Development near public transportation hubs is priority for state economic development officials.

Oct/Nov 08
The Garden State is fertile ground for economic development. Statistics from the New Jersey Economic Development Authority (NJEDA) show that from January through mid-September of this year, NJEDA executed 26 Business Employment Incentive Program (BEIP) grants totaling an estimated $47.8 million with relocating or expanding companies that are expected to create nearly 3,000 new jobs and invest nearly $400 million in their projects. "This past year, we have witnessed great successes in businesses entering our state, plus expansions in our targeted industries of financial services, life sciences/pharmaceuticals, and logistics," says Caren Franzini, chief executive officer of NJEDA. Some qualifications for the BEIP include the creation of at least 25 new jobs within a two-year period, or 10 new jobs for emerging technology and biotech companies.

 In financial services, the Standard Chartered Bank moved into the city of Newark with a 10-year commitment and a work force of 300 people to support its Manhattan headquarters.
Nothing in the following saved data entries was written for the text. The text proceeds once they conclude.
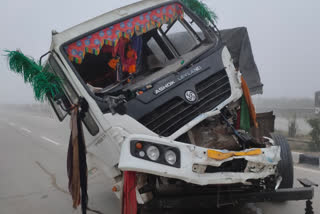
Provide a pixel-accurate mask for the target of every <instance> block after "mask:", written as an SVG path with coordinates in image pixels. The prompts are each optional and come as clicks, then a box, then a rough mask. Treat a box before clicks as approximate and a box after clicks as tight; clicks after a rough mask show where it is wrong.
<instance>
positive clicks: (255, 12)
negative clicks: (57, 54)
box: [0, 0, 320, 103]
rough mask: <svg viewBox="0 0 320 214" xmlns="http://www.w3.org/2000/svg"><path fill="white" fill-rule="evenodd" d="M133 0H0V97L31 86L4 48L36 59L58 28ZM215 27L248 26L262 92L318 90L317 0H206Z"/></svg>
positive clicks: (4, 95) (318, 74)
mask: <svg viewBox="0 0 320 214" xmlns="http://www.w3.org/2000/svg"><path fill="white" fill-rule="evenodd" d="M133 2H136V0H121V1H111V0H94V1H85V0H77V1H76V0H67V1H66V0H55V1H45V0H28V1H21V0H0V3H1V4H0V5H1V7H0V33H1V35H0V51H1V54H0V55H1V56H0V74H1V77H0V103H4V102H10V103H33V102H35V101H34V99H33V93H32V90H31V88H30V86H28V85H25V84H24V83H23V80H22V78H21V77H19V76H18V75H15V74H13V73H12V72H9V71H8V66H7V61H6V59H5V58H4V57H3V56H2V55H3V52H2V51H3V50H5V49H9V50H16V49H17V48H18V49H21V50H22V51H23V52H24V53H25V54H27V55H30V56H33V57H34V58H35V59H39V57H40V56H41V55H42V54H43V53H45V52H47V51H48V49H49V47H50V43H51V30H52V29H55V30H57V31H58V32H61V31H63V30H65V29H67V28H69V27H72V26H73V25H76V24H79V23H80V22H83V21H86V20H87V19H89V18H93V17H95V16H97V15H100V14H102V13H104V12H107V11H110V10H112V9H115V8H118V7H120V6H123V5H126V4H129V3H133ZM204 2H206V3H208V5H209V6H210V8H212V9H214V11H215V12H216V13H217V15H218V16H219V20H218V28H220V29H224V28H232V27H239V26H246V27H247V28H248V31H249V35H250V39H251V42H252V48H253V52H254V56H255V60H256V63H257V65H258V68H259V70H260V75H261V78H262V82H263V83H264V85H265V86H264V94H263V95H262V97H290V98H295V97H297V98H301V97H313V96H314V92H315V91H317V90H320V71H318V70H319V69H320V59H319V57H320V42H319V40H320V29H319V27H320V12H319V11H320V2H319V1H317V0H308V1H299V0H281V1H277V0H268V1H256V0H241V1H238V0H233V1H231V0H221V1H218V0H205V1H204Z"/></svg>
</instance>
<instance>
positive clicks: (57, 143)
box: [41, 136, 60, 146]
mask: <svg viewBox="0 0 320 214" xmlns="http://www.w3.org/2000/svg"><path fill="white" fill-rule="evenodd" d="M41 138H42V139H44V140H46V141H48V142H50V143H53V144H55V145H57V146H60V143H57V142H55V141H54V140H51V139H49V138H47V137H44V136H42V137H41Z"/></svg>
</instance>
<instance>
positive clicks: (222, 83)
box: [139, 70, 231, 137]
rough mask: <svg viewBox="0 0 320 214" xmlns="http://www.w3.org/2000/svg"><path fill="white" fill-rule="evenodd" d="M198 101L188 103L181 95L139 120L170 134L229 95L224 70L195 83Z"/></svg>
mask: <svg viewBox="0 0 320 214" xmlns="http://www.w3.org/2000/svg"><path fill="white" fill-rule="evenodd" d="M195 88H196V92H197V94H198V98H199V100H198V102H197V103H195V104H189V103H187V102H185V101H184V100H183V99H182V98H181V97H175V98H174V99H172V100H170V101H168V102H166V103H164V104H163V105H161V106H160V107H158V108H156V109H155V110H154V111H152V112H151V113H149V114H147V115H145V116H144V117H142V118H141V119H140V120H139V122H140V123H142V124H143V125H145V126H146V127H148V128H149V129H150V130H152V131H154V132H155V133H157V134H159V135H162V136H165V137H167V136H170V135H171V134H173V133H174V132H175V131H177V130H178V129H180V128H181V127H182V126H184V125H185V124H187V123H188V122H190V121H191V120H192V119H194V118H196V117H197V116H198V115H200V114H201V113H204V112H207V111H210V110H212V109H213V108H214V107H216V106H218V105H219V104H220V103H222V102H223V101H225V100H226V99H228V98H229V97H230V95H231V89H230V83H229V78H228V76H227V73H226V71H225V70H222V71H220V72H217V73H215V74H214V75H212V76H210V77H208V78H207V79H205V80H203V81H202V82H200V83H198V84H197V85H196V87H195Z"/></svg>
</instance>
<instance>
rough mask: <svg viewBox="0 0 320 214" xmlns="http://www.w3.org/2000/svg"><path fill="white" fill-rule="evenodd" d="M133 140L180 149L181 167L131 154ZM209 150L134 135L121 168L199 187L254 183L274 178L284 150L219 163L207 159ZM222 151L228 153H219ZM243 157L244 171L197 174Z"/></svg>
mask: <svg viewBox="0 0 320 214" xmlns="http://www.w3.org/2000/svg"><path fill="white" fill-rule="evenodd" d="M131 141H147V142H152V143H155V144H162V145H165V146H171V147H175V148H177V149H179V150H180V154H181V160H180V161H181V166H180V168H175V167H171V166H167V165H163V164H160V163H155V162H150V161H147V160H144V159H140V158H137V157H134V156H132V155H131V152H130V142H131ZM207 150H208V149H206V148H202V147H197V146H194V145H191V144H185V143H181V142H177V141H173V140H169V139H167V138H160V137H152V136H148V135H131V136H130V137H128V138H127V139H126V140H125V141H124V143H123V144H122V147H121V154H120V161H119V166H118V167H119V169H120V170H123V171H136V172H142V173H147V174H154V175H158V176H163V177H168V178H175V179H180V180H183V181H185V182H188V183H193V184H197V185H209V184H235V183H243V184H250V183H249V182H248V180H251V179H262V178H266V177H268V176H270V175H274V174H275V172H276V167H277V164H278V162H279V161H280V147H279V146H270V147H268V148H263V149H261V151H262V154H260V155H254V156H233V157H230V158H227V159H224V160H215V159H211V158H209V157H208V156H207ZM217 151H220V152H225V151H221V150H217ZM240 158H243V159H245V160H246V161H248V163H247V168H246V169H245V170H244V172H216V173H197V172H195V171H194V166H196V165H202V166H215V167H219V166H221V164H223V163H224V162H226V161H231V160H233V159H240Z"/></svg>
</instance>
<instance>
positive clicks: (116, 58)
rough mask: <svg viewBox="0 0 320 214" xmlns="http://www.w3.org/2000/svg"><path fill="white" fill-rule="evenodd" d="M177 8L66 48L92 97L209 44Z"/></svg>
mask: <svg viewBox="0 0 320 214" xmlns="http://www.w3.org/2000/svg"><path fill="white" fill-rule="evenodd" d="M199 26H200V25H198V24H197V23H196V22H195V21H194V20H192V18H190V17H189V16H188V14H187V13H185V12H184V10H183V7H182V6H181V5H180V4H176V3H175V4H170V5H166V6H163V7H160V8H157V9H154V10H150V11H148V12H145V13H143V14H140V15H138V16H136V17H132V18H129V19H128V20H126V21H123V22H120V23H117V24H114V25H112V26H108V27H106V28H104V29H101V30H99V31H97V32H95V33H93V34H90V35H88V36H86V37H83V38H82V39H80V40H78V41H76V42H73V43H72V44H69V45H67V46H65V47H64V49H65V51H66V53H67V55H68V57H69V59H70V60H71V61H72V64H73V65H74V68H75V69H76V71H77V72H78V73H79V75H80V76H81V78H82V79H83V81H84V82H85V83H86V84H87V86H88V88H89V89H90V90H91V91H93V92H94V93H98V94H99V92H104V93H105V92H107V91H114V90H115V88H118V87H119V86H121V88H123V86H125V85H128V84H129V83H130V84H134V82H136V81H135V80H137V81H138V80H139V79H143V78H145V77H148V76H150V75H153V74H154V73H156V72H158V71H159V70H163V69H164V68H166V67H167V66H169V65H172V64H173V63H174V62H176V61H177V59H179V58H180V59H181V58H183V57H184V55H185V54H191V53H192V51H195V50H196V49H197V48H198V47H200V46H201V45H202V44H205V43H206V42H208V40H207V38H206V37H205V36H204V35H205V34H204V33H203V31H202V29H201V28H200V27H199Z"/></svg>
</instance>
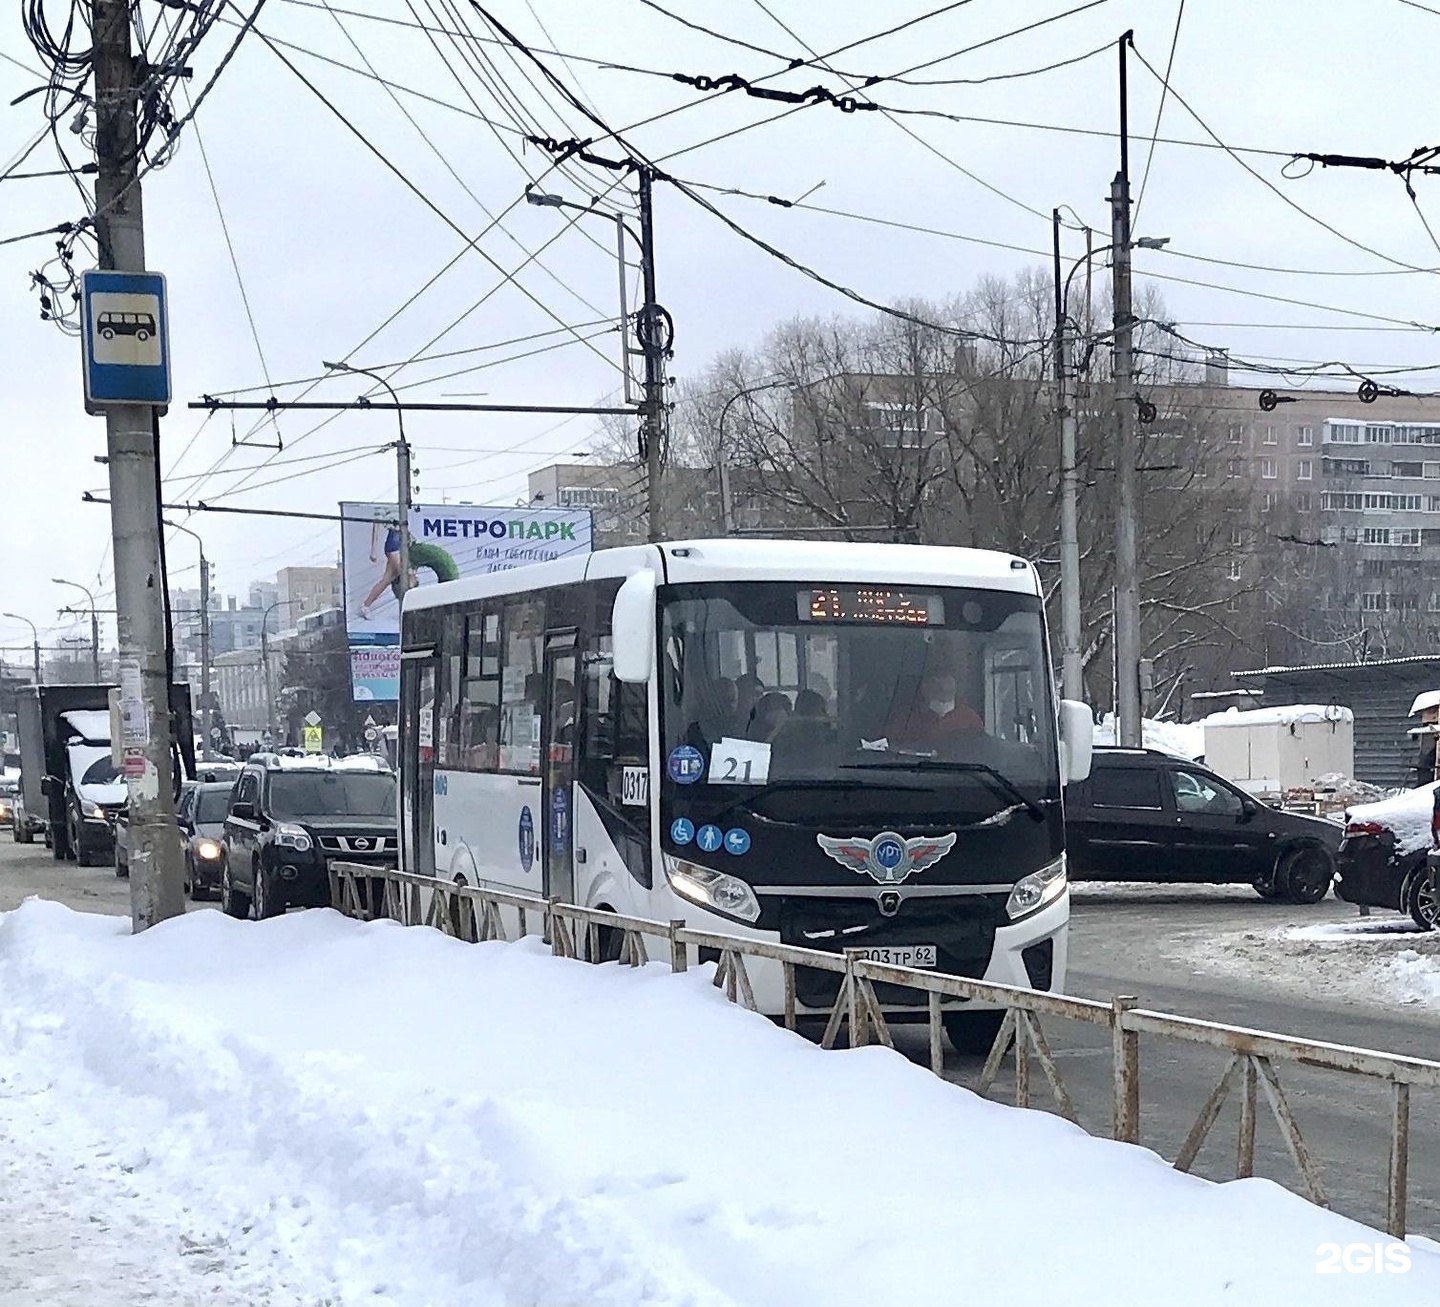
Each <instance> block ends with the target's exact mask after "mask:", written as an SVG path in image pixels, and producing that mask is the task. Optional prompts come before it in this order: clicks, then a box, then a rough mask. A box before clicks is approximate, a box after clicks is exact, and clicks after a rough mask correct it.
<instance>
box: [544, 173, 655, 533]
mask: <svg viewBox="0 0 1440 1307" xmlns="http://www.w3.org/2000/svg"><path fill="white" fill-rule="evenodd" d="M654 178H655V174H654V170H652V168H648V167H642V168H641V170H639V177H638V190H639V194H638V200H639V232H638V233H635V232H632V230H631V229H629V227H628V226H626V225H625V219H624V216H621V214H619V213H609V212H608V210H605V209H598V207H595V202H593V200H592V202H590V203H589V204H576V203H575V202H573V200H566V199H564V197H562V196H554V194H550V193H549V191H543V190H533V189H530V187H527V189H526V203H527V204H536V206H539V207H541V209H575V210H576V212H577V213H596V214H599V216H600V217H608V219H611V220H612V222H613V223H615V253H616V261H618V263H619V282H621V322H622V324H628V322H629V305H628V302H626V299H625V238H626V236H629V238H631V240H634V242H635V245H636V246H638V249H639V271H641V284H642V288H644V297H645V302H644V304H642V305H641V309H639V312H638V314H636V317H635V335H636V337H638V340H639V353H641V357H644V360H645V400H644V404H642V406H641V419H642V422H644V432H645V515H647V520H648V521H647V524H648V531H647V535H648V537H649V540H651V541H657V540H660V538H661V537H662V533H661V520H660V507H661V492H660V491H661V487H660V476H661V445H662V443H664V439H665V357H667V356H668V354H670V348H671V344H672V343H674V324H672V321H671V318H670V314H668V312H665V309H664V308H661V307H660V304H658V302H657V299H655V223H654V216H652V210H651V184H652V183H654ZM629 356H631V350H629V344H628V340H626V338H625V335H624V334H622V337H621V376H622V377H624V379H625V400H626V403H628V402H629V399H631V396H629Z"/></svg>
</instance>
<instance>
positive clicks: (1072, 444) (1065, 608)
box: [1051, 209, 1169, 701]
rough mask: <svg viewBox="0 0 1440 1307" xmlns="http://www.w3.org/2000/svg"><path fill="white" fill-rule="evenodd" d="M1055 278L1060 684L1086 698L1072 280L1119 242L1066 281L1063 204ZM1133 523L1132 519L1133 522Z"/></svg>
mask: <svg viewBox="0 0 1440 1307" xmlns="http://www.w3.org/2000/svg"><path fill="white" fill-rule="evenodd" d="M1051 230H1053V236H1054V281H1056V387H1057V390H1058V410H1060V685H1061V694H1063V695H1064V697H1066V698H1068V700H1081V701H1083V700H1084V659H1083V655H1081V651H1080V639H1081V629H1080V628H1081V613H1080V528H1079V482H1080V472H1079V466H1077V436H1076V407H1077V396H1076V393H1074V389H1073V386H1074V380H1076V379H1074V377H1073V376H1071V373H1070V367H1068V357H1067V356H1068V337H1067V330H1066V328H1067V327H1068V325H1070V282H1071V281H1074V275H1076V272H1079V271H1080V268H1086V269H1087V271H1089V268H1090V261H1092V259H1093V258H1094V256H1096V255H1104V253H1109V252H1110V250H1113V249H1116V248H1117V246H1116V245H1115V243H1112V245H1104V246H1102V248H1100V249H1090V250H1086V253H1084V256H1083V258H1080V259H1076V262H1074V265H1073V266H1071V268H1070V272H1068V275H1067V276H1066V278H1064V282H1061V279H1060V210H1058V209H1056V210H1053V213H1051ZM1166 245H1169V236H1140V238H1139V239H1136V240H1132V242H1129V245H1128V246H1126V248H1128V249H1164V248H1165V246H1166ZM1132 528H1133V524H1132Z"/></svg>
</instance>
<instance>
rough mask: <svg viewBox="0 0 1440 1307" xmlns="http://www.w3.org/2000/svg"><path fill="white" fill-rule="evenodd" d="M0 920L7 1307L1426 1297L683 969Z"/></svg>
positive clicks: (258, 932)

Arch Insurance Group relocated to Jersey City with 300 new corporate executive and support division jobs. Also in Jersey City, AXA Equitable Life Insurance Company is relocating 950 information technology, finance and human resources employees from Manhattan to a 200,000-square-foot leased facility.

This year, Governor Jon Corzine signed into law the Urban Hub Tax Credit Program to encourage major capital investment around transit facilities in nine urban centers in the state. "The governor wants to promote urban development around transit," says Franzini. "If we have fewer cars on the road, that will lead to less CO2 emissions." This program is designed to spur developments in designated transit hubs within one-half mile of New Jersey Transit, PATH, or PATCO stations in the nine urban municipalities of Camden, East Orange, Elizabeth, Hoboken, Jersey City, Newark, New Brunswick, Paterson, and Trenton.

The program requires a minimum $75 million capital investment and at least 250 full-time workers at that facility.

This fall, through state statute, the EDA consolidated forces with the New Jersey Commerce Commission, establishing a "new EDA that administers all financing and assistance programs at one point of contact," says Franzini. The new entity includes a specialized Business Attraction/Retention Team to act as a single point of contact. Integrating the international trade function within the EDA, the team will concentrate on increasing foreign direct investment and providing exporting assistance, with domestic and international outreach efforts focused on financial services, life sciences and technology, communications, logistics, renewable energy and manufacturing.